Жена его в Москве работала сперва официанткой в одном из больших ресторанов, потом буфетчицей, приходила домой поздно. И Коробков не ложился спать, обуреваемый желанием поделиться свежей новостью, только что его взволновавшей. Полуодетый, он присаживался на постель, в которую укладывалась жена, и сообщал:
- Знаешь, Лейла, они танцуют.
- Кто они? У нас в большом зале каждый вечер танцуют, - отзывалась безразлично жена: она была утомлена, и ей хотелось спать.
Посмеиваясь про себя, он следил с привычным одобрением за движениями ее ловкого, легкого тела, за мельканием розовых пяток, скрывавшихся под одеялом, быстрых рук, оправлявших на смуглых плечах оборочку ночной рубашки. Кто бы сказал, что у этой совсем еще молодой по виду женщины есть тринадцатилетний сын?!

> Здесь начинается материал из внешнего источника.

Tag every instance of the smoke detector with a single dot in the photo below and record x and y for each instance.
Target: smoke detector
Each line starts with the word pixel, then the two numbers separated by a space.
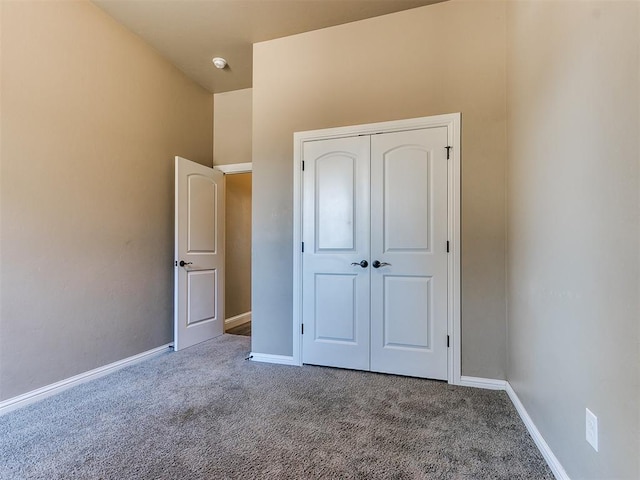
pixel 219 62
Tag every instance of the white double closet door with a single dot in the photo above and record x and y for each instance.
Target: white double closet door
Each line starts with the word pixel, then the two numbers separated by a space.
pixel 375 253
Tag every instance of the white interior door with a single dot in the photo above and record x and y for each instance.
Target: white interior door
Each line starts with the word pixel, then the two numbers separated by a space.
pixel 375 266
pixel 336 241
pixel 199 254
pixel 409 239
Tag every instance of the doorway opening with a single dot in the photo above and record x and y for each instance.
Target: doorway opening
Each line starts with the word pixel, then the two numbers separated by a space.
pixel 238 190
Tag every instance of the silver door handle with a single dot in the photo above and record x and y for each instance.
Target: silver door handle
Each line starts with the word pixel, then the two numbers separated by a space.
pixel 377 264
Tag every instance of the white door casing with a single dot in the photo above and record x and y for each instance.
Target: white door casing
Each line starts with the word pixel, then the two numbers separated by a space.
pixel 399 283
pixel 199 253
pixel 336 240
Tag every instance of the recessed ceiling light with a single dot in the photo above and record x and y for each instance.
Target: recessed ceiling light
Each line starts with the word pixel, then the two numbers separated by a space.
pixel 219 62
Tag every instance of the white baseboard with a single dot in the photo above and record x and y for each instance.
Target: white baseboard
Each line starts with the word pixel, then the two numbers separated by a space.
pixel 552 461
pixel 268 358
pixel 486 383
pixel 237 320
pixel 49 390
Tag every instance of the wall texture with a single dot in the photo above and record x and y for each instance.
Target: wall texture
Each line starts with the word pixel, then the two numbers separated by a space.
pixel 232 127
pixel 91 118
pixel 573 129
pixel 232 131
pixel 238 244
pixel 443 58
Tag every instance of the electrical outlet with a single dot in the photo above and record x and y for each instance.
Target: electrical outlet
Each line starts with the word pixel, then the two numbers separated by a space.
pixel 592 429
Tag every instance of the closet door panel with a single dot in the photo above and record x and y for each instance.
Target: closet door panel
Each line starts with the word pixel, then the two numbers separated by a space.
pixel 336 214
pixel 408 238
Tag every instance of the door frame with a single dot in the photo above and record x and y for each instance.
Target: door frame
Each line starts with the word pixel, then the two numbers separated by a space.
pixel 453 123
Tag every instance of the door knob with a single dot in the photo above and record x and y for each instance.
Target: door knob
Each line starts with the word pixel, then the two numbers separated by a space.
pixel 377 264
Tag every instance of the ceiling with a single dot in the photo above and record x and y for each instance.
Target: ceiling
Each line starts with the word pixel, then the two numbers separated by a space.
pixel 189 33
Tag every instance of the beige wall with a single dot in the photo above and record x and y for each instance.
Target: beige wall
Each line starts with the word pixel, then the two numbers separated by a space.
pixel 573 129
pixel 232 131
pixel 232 127
pixel 238 244
pixel 91 118
pixel 443 58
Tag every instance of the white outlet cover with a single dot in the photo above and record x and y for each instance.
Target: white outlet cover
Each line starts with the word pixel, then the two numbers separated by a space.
pixel 591 425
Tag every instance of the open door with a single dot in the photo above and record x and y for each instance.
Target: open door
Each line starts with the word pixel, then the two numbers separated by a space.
pixel 199 254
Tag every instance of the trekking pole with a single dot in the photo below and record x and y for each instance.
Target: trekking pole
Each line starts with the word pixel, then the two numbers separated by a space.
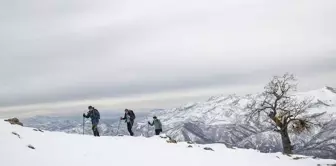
pixel 83 125
pixel 147 130
pixel 118 128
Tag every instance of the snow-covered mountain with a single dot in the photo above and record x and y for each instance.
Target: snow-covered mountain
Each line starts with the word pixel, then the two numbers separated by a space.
pixel 221 119
pixel 24 146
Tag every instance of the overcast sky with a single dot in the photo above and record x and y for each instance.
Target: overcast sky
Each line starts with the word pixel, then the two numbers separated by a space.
pixel 59 56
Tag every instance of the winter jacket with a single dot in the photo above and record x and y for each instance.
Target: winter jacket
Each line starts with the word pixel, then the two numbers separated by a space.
pixel 94 115
pixel 128 118
pixel 157 124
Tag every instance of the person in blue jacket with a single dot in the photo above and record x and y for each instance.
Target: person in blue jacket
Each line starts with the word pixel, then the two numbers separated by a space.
pixel 95 116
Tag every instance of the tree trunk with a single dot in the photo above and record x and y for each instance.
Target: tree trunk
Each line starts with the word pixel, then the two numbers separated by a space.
pixel 286 143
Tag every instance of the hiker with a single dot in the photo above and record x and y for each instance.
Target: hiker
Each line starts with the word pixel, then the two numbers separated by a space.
pixel 157 125
pixel 95 116
pixel 129 119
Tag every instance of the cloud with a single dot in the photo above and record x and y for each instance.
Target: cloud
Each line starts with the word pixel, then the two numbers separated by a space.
pixel 63 51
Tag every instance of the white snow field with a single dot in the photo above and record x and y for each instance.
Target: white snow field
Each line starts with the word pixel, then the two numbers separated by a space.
pixel 61 149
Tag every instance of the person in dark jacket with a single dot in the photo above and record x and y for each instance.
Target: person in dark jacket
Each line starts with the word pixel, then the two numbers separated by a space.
pixel 129 119
pixel 95 116
pixel 157 125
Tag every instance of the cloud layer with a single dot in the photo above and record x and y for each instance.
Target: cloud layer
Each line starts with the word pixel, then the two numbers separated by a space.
pixel 66 51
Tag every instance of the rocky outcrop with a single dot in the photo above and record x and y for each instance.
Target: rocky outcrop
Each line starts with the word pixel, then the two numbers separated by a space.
pixel 14 121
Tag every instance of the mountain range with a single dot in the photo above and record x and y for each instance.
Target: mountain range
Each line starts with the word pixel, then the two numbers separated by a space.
pixel 220 119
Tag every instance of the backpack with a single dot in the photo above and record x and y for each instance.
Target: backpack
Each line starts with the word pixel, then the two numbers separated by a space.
pixel 132 114
pixel 95 114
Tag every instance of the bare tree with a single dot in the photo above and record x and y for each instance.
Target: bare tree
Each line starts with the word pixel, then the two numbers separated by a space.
pixel 284 111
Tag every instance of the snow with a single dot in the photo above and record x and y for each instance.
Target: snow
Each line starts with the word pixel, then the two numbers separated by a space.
pixel 56 149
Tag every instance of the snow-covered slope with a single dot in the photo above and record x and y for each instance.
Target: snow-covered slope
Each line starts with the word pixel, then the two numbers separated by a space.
pixel 55 149
pixel 220 120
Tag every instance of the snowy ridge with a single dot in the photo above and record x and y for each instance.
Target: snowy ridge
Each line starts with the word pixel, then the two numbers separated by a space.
pixel 55 149
pixel 221 119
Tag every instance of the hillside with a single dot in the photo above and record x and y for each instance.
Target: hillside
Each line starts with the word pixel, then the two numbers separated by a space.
pixel 220 119
pixel 55 149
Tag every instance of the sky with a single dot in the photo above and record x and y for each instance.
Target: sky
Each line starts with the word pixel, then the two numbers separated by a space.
pixel 59 56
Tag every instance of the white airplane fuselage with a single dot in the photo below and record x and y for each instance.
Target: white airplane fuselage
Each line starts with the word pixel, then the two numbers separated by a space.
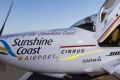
pixel 72 50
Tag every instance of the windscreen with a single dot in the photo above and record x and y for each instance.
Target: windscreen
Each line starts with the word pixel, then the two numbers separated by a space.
pixel 87 23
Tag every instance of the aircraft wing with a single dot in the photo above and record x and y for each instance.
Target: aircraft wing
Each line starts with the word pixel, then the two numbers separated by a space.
pixel 113 67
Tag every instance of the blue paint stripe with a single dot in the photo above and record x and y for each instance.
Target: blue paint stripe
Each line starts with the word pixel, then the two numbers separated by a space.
pixel 8 48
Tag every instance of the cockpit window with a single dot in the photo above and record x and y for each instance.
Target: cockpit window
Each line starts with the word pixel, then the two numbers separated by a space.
pixel 87 23
pixel 108 3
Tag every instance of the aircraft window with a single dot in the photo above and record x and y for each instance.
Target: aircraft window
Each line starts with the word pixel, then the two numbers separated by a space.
pixel 108 3
pixel 113 40
pixel 87 23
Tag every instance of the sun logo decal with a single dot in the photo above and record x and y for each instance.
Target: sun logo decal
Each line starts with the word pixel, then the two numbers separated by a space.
pixel 6 50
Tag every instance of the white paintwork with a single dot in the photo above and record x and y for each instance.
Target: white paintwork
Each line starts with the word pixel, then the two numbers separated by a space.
pixel 74 50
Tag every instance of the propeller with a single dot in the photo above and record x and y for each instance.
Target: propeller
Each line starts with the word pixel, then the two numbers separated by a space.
pixel 3 66
pixel 1 31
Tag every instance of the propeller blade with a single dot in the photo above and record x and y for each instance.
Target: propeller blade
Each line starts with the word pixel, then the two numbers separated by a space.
pixel 1 31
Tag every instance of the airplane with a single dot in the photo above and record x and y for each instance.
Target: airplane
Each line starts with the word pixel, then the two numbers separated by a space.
pixel 89 46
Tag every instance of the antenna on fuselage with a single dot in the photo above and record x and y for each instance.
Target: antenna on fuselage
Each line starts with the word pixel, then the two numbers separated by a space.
pixel 1 31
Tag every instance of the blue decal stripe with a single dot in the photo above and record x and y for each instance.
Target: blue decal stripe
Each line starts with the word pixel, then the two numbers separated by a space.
pixel 8 48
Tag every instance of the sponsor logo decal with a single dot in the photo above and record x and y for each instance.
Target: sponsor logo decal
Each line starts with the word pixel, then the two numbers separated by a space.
pixel 80 55
pixel 114 53
pixel 91 60
pixel 24 52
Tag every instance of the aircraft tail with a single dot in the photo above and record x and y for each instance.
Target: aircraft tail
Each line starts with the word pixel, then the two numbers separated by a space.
pixel 2 28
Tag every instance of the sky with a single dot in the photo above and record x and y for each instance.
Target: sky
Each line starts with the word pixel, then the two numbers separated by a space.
pixel 37 15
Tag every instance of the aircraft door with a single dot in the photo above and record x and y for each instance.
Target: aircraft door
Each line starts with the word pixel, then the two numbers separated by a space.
pixel 107 19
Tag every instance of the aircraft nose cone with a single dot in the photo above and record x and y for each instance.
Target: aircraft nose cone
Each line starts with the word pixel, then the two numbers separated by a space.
pixel 3 50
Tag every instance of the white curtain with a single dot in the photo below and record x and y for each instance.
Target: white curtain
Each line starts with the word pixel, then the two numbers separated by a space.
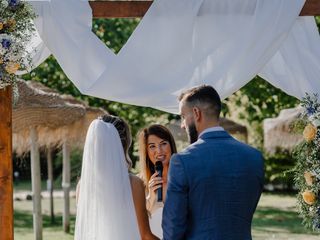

- Я про пчел... Пчелы танцуют. Слыхала? - радуясь, говорил Антон Антонович.
Жена молча с подушки вглядывалась в него большими угольно-блестящими глазами.
- Научно установленный факт, - продолжал Антон Антонович, - подумать только!
- Тише, - перебивала она шепотом, - дети спят. Какие пчелы? Что ты выдумываешь?
- Самые обыкновенные, те, что мед вырабатывают. - Он тоже переходил на шепот.
- Слушай, я весь день крутилась за стойкой. Потом была приемка товара, потом я сдавала выручку, - укоряла она.
- Я для твоего интереса, Лейла!
И, нагибаясь к ней, спеша и горячась, Антон Антонович принимался пересказывать то, что он прочел сегодня о пчелах, об их непостижимых, озадачивающих человека повадках и приемах.
- Глухонемые - те руками разговаривают! Что хочешь могут изобразить, - пояснял он, - ну, а пчелки фигурки разные показывают, танцуют. И отлично соображают, что чего... Куда за взятком лететь, где медоносы повкусней, где поближе. Надо же придумать!
Он был очарован этой сложной и прекрасной механикой, этой таинственной изобретательностью природы, шаг за шагом открывавшейся ему.
- Что же они танцуют, твои пчелки? - спрашивала жена. - Модные танцы?
Ее начинал разбирать смех, и она зажимала рот рукой, чтобы не разбудить спавших в смежной комнате детей.
- Об этом наука пока умалчивает. - Антон Антонович тоже смеялся, сдерживаясь, тряся большой, с залысинами головой.
- А может, они летку-енку танцуют? - говорила Лейла. - Ой, и болтун ты!